AWS Official Blog

Amazon EC2, MySQL, Amazon S3

by Jeff Barr | on | in Thought Pieces | | Comments

I was on a conference call yesterday and the topic of ways to store persistent data when using Amazon EC2 came up a couple of times. It would be really cool to have a persistent instance of a relational database like MySQL but there’s nothing like that around at the moment. An instance can have a copy of MySQL installed and can store as much data as it would like (subject to the 160GB size limit for the virtual disk drive) but there’s no way to ensure that the data is backed up in case the instance terminates without warning.

Or is there?

It is fairly easy to configure multiple instances of MySQL in a number of master-slave, master-master, and other topologies. The master instances produce a transaction log each time a change is made to a database record. The slaves or co-masters keep an open connection to the master, reading the changes as they are logged and mimicing the change on the local copy. There can be some replication delay for various reasons, but the slaves have all of the information needed to maintain exact copies of the database tables on the master.

Put another way, the master essentially implements a simple service API for fetching changes as they occur and the slaves slavishly do those same changes.

Hmmm…services…

What if the slave (client) wasn’t another instance of MySQL? What if it was a very simple application which pulled down the transaction logs and wrote them into Amazon S3 objects on a frequent and regular basis?
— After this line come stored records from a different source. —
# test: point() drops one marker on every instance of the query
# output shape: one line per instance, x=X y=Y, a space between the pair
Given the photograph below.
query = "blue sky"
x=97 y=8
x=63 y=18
If  the master were to disappear without warning (I could say crash here, but I won’t), the information needed to restore the database to an earlier state would be safely squirreled away in S3.

For recovery, we need another service. This one pretends to be a master, but it simply pulls out that squirreled-away cache of transactions logs from S3 and feeds them to a MySQL instance which it is temporarily slaved to. After a replay of all of the transactions the slave becomes the master and processing resumes.

Make sense? Could this work? What do you think, Brian?

I’d better run, or I’ll be late for my talk!

— Jeff;